«О, господин над смертью, сильный волей, Ахетмаа́тра, сын Владыки Обеих Земель, Верховный жрец богини Хатхор, приди в этот мир. Твои слуги ждут тебя, чтобы жить дальше. Да наполнится тело твое силой, и вернешься ты в мир живых как полный жизни и власти над неживым, да исполнишь все предначертанное тебе богом Анубисом. Ибо смерть не есть умирание, а шаг к новой жизни!»

Ахетмаатра грустно усмехнулся, вспомнив строки своего заклинания на крышке саркофага. У него получилось сбежать от преследования вконец сошедшего с ума от ненависти единокровного брата Рамсеса, и сейчас, устроившись на теплом песке у кромки мутной нильской воды, египтянин смотрел на солнце, медленно заползавшее за пирамиды.

— Тридцать два века… Я и представить себе не мог, что так долго ждал пробуждения, — вздохнул молодой человек, обнял колени и предался размышлениям вслух. — Никогда не было так страшно… Полсотни лет — еще куда ни шло — я все равно остался бы на родине, но тысячелетия… Как жить с людьми, о которых ничего не знаю? Хотя, нет, — его разочарование сменилось надеждой, — тот забавный чужак, разбудивший меня и занявший мое место в гробу, кажется, неплохо ориентировался в новом мире. Он видел Тиа, если заметил наше сходство и произнес это имя. Значит, я смогу ее найти.

Сев поудобнее, египтянин закрыл глаза.

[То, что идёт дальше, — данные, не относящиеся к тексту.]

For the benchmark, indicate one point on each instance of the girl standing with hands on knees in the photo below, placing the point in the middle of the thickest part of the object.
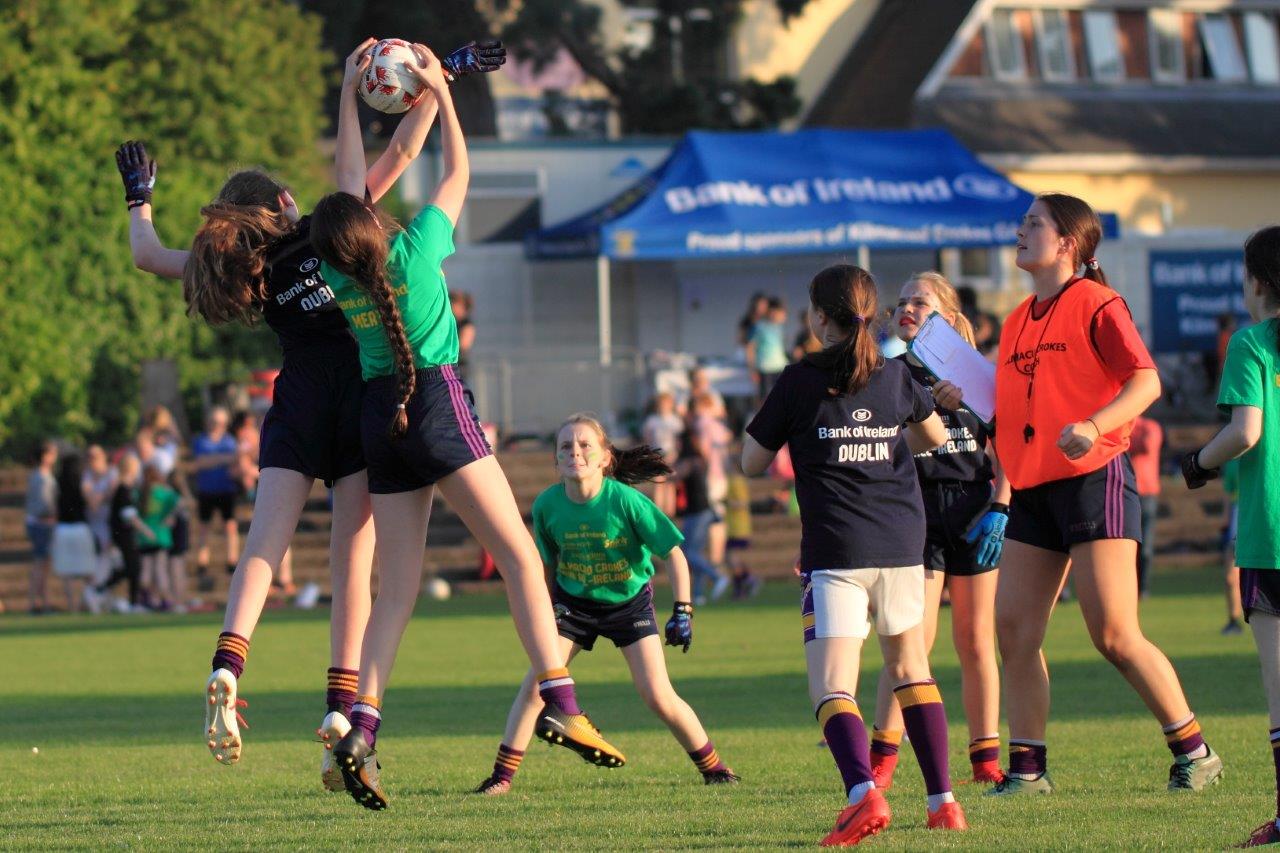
(1249, 391)
(851, 422)
(1072, 377)
(420, 433)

Он извлекал из своей памяти воспоминания русоволосого светлокожего незнакомца, которого называли странным именем — Санька, выискивая все, что связано с Тиа — своей сестрой. Однако, прошлое Саньки уже представляло собой невероятно длинный лист папируса, разорванный на мелкие клочья: время затирало чужие воспоминания — трех недель хватило, чтобы целую картину жизни превратить в обрывки. Несмотря на это, молодой человек отчаянно изучал каждый фрагмент в поисках зацепок.

— Не откопаешь такую же гробницу, как у Тутанхамона, можешь домой не приезжать! — пригрозил Саньке отец и рассмеялся: — Шучу, конечно же!

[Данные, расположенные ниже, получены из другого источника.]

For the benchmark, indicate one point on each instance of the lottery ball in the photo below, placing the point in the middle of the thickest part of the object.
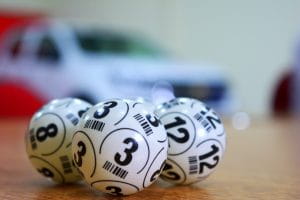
(120, 146)
(196, 140)
(49, 136)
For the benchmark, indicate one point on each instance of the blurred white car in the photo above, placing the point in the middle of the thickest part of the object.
(55, 60)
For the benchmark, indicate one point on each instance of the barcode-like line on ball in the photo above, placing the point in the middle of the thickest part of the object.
(74, 120)
(145, 125)
(118, 171)
(94, 124)
(66, 164)
(32, 139)
(193, 165)
(204, 123)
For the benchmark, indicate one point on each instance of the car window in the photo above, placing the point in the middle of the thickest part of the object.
(97, 42)
(48, 51)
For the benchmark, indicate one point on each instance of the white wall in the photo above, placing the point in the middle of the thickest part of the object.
(251, 40)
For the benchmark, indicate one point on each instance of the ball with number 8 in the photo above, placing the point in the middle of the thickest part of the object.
(49, 135)
(120, 146)
(196, 140)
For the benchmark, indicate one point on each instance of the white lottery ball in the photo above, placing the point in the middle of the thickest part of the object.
(49, 136)
(196, 140)
(120, 146)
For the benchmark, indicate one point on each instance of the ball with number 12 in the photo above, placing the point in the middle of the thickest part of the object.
(196, 140)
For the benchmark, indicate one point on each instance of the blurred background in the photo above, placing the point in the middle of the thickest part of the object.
(240, 57)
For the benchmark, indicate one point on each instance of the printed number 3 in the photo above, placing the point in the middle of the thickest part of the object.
(106, 108)
(128, 152)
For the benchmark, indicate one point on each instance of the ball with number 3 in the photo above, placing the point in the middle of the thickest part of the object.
(196, 140)
(120, 146)
(49, 135)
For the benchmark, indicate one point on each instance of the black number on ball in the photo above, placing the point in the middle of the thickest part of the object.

— Откопаю! И еще какую! Все обзавидуются! — на полном серьезе ответил тот.

— Ах, ты мой археолог… — улыбнулась мать, также провожавшая сына. — Не в побрякушках и мумиях счастье. Возвращайся поскорее.

— Я вернусь, ты только не переживай! Всего-то пару месяцев на раскопках буду под присмотром доцента! Что со мной может там случиться? Только сумасшедшие археологические находки!

Ахетмаатра, не сдержавшись, звонко рассмеялся. С трудом выговаривая каждое слово, он произнес с иронией на языке Саньки:

— Я, и правда, его сумасшедшая археологическая находка! Пусть этот парень побудет на моем месте, народ поразвлекает! Он же сам хотел стать… экс-по-на-том! Такие мечты должны сбываться, хоть иногда. Разберусь со своими делами, верну Тиа, а потом воскрешу и его. Поизображает мумию царского сына несколько месяцев, и хватит чести…

Санька, еще мальчишка лет одиннадцати, стоял посреди египетского зала какого-то музея, всецело погруженный в мелодичный рассказ экскурсовода. Он жадно смотрел на погребальную маску, мысленно примерял ее на себя, представлял, как его, обернутого в ткань, кладут в дорогой саркофаг, отделанный золотом, несут в гробницу, а через тысячи лет находят и как ценный артефакт выставляют на видном месте в стеклянной витрине.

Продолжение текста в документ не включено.